I think I might call the color ones that.  Generic Greeting cards as opposed tot he smaller black and white note cards.  Office depot charges about a buck for the color full page card.  A little trimming of the edges with a paper cutter and it fits a large greeting card envelope quite well.

The air brush realy just kind of defines the edges and gives it a little fantasy coloring if I wanted to switch it out.  If you keep it light you can even get a kind of pastel effect.


----------



## lasershot (May 2, 2007)

I like! It looks like a drawing...


----------



## terri (May 2, 2007)

Looks great! Dude! Totally photoshopped! :sun:









.....kidding, please don't hurt me. I actually love it and the technique!


----------



## mysteryscribe (May 2, 2007)

bite your tongue... 

I don't own photoshop... actually I do have the cd around somewhere, but not on MY computer. This is just a simple airbrush. Nothing high tech about it. I could have done the same thing with an airbrush on the print.

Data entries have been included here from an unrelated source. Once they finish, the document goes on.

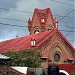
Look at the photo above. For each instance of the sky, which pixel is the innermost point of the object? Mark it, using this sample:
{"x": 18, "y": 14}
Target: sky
{"x": 14, "y": 15}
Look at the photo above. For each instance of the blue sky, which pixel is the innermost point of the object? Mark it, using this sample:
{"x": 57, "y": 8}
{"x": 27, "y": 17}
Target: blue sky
{"x": 59, "y": 9}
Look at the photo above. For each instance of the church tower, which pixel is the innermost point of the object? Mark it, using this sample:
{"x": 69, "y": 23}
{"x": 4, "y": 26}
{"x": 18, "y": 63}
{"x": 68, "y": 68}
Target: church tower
{"x": 42, "y": 20}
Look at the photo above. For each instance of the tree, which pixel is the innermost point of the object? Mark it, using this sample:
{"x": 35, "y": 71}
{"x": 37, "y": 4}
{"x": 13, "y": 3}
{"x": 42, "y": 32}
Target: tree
{"x": 72, "y": 73}
{"x": 29, "y": 58}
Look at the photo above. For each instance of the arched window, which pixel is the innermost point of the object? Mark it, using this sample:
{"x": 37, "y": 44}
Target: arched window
{"x": 36, "y": 31}
{"x": 56, "y": 57}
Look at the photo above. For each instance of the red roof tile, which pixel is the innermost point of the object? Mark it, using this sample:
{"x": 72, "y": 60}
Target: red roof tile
{"x": 23, "y": 43}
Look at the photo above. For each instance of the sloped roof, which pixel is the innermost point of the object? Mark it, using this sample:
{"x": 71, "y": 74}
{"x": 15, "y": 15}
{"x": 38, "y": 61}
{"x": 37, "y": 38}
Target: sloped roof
{"x": 4, "y": 57}
{"x": 43, "y": 13}
{"x": 23, "y": 43}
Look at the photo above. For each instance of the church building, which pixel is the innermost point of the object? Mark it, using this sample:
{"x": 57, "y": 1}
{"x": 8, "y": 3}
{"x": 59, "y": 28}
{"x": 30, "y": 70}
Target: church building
{"x": 46, "y": 38}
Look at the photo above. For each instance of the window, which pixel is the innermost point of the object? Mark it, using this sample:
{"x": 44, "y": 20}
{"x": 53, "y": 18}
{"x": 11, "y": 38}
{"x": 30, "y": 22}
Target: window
{"x": 56, "y": 57}
{"x": 42, "y": 20}
{"x": 36, "y": 31}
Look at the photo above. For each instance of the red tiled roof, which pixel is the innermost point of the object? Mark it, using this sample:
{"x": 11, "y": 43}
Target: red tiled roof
{"x": 70, "y": 68}
{"x": 70, "y": 58}
{"x": 23, "y": 43}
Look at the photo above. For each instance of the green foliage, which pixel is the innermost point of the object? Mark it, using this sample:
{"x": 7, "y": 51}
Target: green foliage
{"x": 29, "y": 58}
{"x": 72, "y": 73}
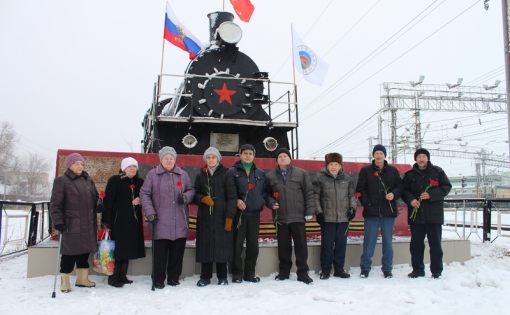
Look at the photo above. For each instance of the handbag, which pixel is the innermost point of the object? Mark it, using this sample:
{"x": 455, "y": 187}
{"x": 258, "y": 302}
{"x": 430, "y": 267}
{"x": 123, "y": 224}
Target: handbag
{"x": 104, "y": 261}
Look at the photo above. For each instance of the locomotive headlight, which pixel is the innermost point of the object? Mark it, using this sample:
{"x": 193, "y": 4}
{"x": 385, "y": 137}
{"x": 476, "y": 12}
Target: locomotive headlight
{"x": 230, "y": 32}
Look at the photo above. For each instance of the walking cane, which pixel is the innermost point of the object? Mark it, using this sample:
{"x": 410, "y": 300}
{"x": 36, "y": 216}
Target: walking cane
{"x": 53, "y": 295}
{"x": 152, "y": 249}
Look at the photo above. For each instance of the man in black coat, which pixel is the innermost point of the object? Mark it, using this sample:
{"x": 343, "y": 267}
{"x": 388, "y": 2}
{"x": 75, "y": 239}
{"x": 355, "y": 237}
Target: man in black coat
{"x": 425, "y": 187}
{"x": 380, "y": 186}
{"x": 291, "y": 196}
{"x": 250, "y": 193}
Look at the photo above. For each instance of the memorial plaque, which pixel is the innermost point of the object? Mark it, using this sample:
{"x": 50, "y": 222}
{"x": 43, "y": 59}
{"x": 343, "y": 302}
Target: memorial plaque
{"x": 226, "y": 142}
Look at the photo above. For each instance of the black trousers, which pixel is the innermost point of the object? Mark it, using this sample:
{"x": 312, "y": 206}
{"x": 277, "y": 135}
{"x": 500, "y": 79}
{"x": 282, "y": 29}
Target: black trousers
{"x": 333, "y": 246}
{"x": 248, "y": 230}
{"x": 168, "y": 256}
{"x": 417, "y": 247}
{"x": 286, "y": 234}
{"x": 67, "y": 262}
{"x": 206, "y": 272}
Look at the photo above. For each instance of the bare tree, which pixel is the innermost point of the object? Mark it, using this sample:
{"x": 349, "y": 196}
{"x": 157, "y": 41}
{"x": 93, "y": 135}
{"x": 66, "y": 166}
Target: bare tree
{"x": 8, "y": 141}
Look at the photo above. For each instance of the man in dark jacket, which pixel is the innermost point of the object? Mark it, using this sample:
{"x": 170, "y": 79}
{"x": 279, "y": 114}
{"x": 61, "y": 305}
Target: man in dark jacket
{"x": 380, "y": 186}
{"x": 291, "y": 196}
{"x": 425, "y": 187}
{"x": 250, "y": 190}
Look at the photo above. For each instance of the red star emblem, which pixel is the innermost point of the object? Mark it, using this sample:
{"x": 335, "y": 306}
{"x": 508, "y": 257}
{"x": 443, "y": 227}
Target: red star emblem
{"x": 225, "y": 94}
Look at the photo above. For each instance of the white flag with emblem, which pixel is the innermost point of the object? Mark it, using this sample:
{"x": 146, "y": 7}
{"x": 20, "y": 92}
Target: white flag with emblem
{"x": 307, "y": 62}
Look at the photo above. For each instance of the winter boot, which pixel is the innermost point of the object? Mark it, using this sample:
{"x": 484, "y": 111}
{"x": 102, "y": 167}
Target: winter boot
{"x": 123, "y": 273}
{"x": 115, "y": 279}
{"x": 82, "y": 278}
{"x": 65, "y": 283}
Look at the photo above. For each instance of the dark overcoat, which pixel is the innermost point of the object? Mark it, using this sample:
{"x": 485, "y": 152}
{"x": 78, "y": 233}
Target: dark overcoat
{"x": 213, "y": 243}
{"x": 73, "y": 203}
{"x": 123, "y": 218}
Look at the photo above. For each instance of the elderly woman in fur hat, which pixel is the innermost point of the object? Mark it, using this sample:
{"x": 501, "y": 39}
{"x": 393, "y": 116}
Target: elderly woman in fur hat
{"x": 73, "y": 212}
{"x": 216, "y": 197}
{"x": 123, "y": 214}
{"x": 165, "y": 195}
{"x": 336, "y": 206}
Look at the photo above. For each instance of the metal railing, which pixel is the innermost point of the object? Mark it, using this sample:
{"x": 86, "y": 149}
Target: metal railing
{"x": 23, "y": 224}
{"x": 463, "y": 215}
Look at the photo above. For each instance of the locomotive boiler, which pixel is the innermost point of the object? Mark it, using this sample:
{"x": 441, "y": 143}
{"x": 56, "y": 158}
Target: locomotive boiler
{"x": 224, "y": 101}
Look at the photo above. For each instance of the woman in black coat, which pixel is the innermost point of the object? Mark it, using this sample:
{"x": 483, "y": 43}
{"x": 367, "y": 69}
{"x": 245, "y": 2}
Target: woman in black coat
{"x": 122, "y": 213}
{"x": 215, "y": 195}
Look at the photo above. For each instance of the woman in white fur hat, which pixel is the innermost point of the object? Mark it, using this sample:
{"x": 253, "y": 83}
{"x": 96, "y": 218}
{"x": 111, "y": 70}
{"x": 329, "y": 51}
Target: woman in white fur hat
{"x": 122, "y": 213}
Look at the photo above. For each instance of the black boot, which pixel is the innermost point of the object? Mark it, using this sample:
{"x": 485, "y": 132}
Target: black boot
{"x": 114, "y": 280}
{"x": 123, "y": 273}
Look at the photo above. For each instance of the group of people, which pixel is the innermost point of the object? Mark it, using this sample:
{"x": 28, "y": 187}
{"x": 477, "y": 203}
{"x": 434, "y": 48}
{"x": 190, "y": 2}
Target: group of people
{"x": 229, "y": 204}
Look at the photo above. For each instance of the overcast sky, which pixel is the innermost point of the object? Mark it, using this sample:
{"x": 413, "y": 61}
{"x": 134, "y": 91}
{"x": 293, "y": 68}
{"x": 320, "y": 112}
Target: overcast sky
{"x": 79, "y": 74}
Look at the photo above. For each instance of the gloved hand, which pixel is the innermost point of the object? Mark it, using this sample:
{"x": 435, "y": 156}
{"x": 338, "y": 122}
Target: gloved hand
{"x": 182, "y": 199}
{"x": 153, "y": 218}
{"x": 208, "y": 201}
{"x": 228, "y": 224}
{"x": 60, "y": 227}
{"x": 351, "y": 213}
{"x": 320, "y": 218}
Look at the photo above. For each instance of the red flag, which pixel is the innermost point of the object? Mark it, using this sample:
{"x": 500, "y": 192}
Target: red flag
{"x": 243, "y": 8}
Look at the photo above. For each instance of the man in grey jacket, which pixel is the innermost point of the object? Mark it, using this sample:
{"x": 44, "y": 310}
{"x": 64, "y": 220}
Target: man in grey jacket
{"x": 291, "y": 196}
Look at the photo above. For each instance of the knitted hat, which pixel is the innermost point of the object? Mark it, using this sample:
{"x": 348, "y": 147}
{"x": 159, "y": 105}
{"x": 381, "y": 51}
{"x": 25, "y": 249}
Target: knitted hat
{"x": 127, "y": 162}
{"x": 283, "y": 150}
{"x": 422, "y": 151}
{"x": 72, "y": 158}
{"x": 246, "y": 147}
{"x": 379, "y": 147}
{"x": 333, "y": 157}
{"x": 167, "y": 150}
{"x": 213, "y": 151}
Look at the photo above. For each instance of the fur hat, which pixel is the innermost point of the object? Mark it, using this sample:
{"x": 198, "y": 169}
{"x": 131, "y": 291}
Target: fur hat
{"x": 73, "y": 158}
{"x": 422, "y": 151}
{"x": 167, "y": 150}
{"x": 283, "y": 150}
{"x": 127, "y": 162}
{"x": 213, "y": 151}
{"x": 247, "y": 147}
{"x": 333, "y": 157}
{"x": 379, "y": 147}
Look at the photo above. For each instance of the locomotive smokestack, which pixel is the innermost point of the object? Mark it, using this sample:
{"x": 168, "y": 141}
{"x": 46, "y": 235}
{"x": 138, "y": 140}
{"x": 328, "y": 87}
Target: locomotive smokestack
{"x": 215, "y": 20}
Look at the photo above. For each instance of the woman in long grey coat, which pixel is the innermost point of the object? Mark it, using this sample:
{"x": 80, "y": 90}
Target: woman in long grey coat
{"x": 165, "y": 195}
{"x": 73, "y": 212}
{"x": 216, "y": 197}
{"x": 336, "y": 206}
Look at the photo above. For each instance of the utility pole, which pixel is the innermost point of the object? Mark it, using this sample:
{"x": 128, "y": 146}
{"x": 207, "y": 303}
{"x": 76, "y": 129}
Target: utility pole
{"x": 506, "y": 35}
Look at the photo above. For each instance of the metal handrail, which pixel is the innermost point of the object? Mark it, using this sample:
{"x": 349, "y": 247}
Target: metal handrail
{"x": 34, "y": 219}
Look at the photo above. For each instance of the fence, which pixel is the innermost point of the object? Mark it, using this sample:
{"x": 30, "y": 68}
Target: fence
{"x": 465, "y": 215}
{"x": 23, "y": 224}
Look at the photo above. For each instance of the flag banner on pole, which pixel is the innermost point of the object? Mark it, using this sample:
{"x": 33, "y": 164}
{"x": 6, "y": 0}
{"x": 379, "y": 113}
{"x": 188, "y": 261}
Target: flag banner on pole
{"x": 177, "y": 34}
{"x": 307, "y": 62}
{"x": 244, "y": 9}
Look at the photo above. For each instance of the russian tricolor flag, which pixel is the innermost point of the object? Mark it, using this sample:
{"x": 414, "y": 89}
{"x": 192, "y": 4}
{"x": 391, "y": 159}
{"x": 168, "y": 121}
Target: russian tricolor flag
{"x": 177, "y": 34}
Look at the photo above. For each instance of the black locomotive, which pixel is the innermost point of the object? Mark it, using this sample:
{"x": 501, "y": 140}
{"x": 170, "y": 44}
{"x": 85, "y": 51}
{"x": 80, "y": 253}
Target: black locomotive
{"x": 223, "y": 101}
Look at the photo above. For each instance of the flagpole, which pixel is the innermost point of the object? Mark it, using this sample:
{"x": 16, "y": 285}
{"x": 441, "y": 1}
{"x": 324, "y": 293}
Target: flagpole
{"x": 161, "y": 68}
{"x": 295, "y": 87}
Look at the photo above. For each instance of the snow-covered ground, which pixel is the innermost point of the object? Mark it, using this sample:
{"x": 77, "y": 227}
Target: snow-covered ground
{"x": 479, "y": 286}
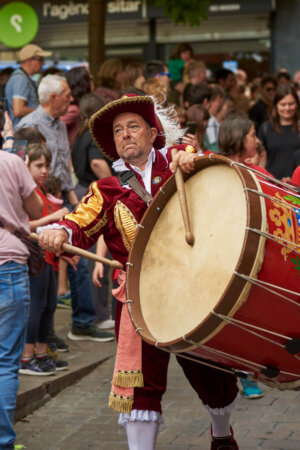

Art is in the mind of the Artist not the tool in his hand. Isn't that what we always say about cameras.


----------



## terri (May 2, 2007)

mysteryscribe said:


> bite your tongue...
> 
> I don't own photoshop... actually I do have the cd around somewhere, but not on MY computer. This is just a simple airbrush. Nothing high tech about it. I could have done the same thing with an airbrush on the print.
> 
> Art is in the mind of the Artist not the tool in his hand. Isn't that what we always say about cameras.


 You must have missed the small print in my post. I would never insult you like that, Sir Charles!


----------



## mysteryscribe (May 2, 2007)

There is fine print..... to people my age that looks like a border of sqiggly lines.​


----------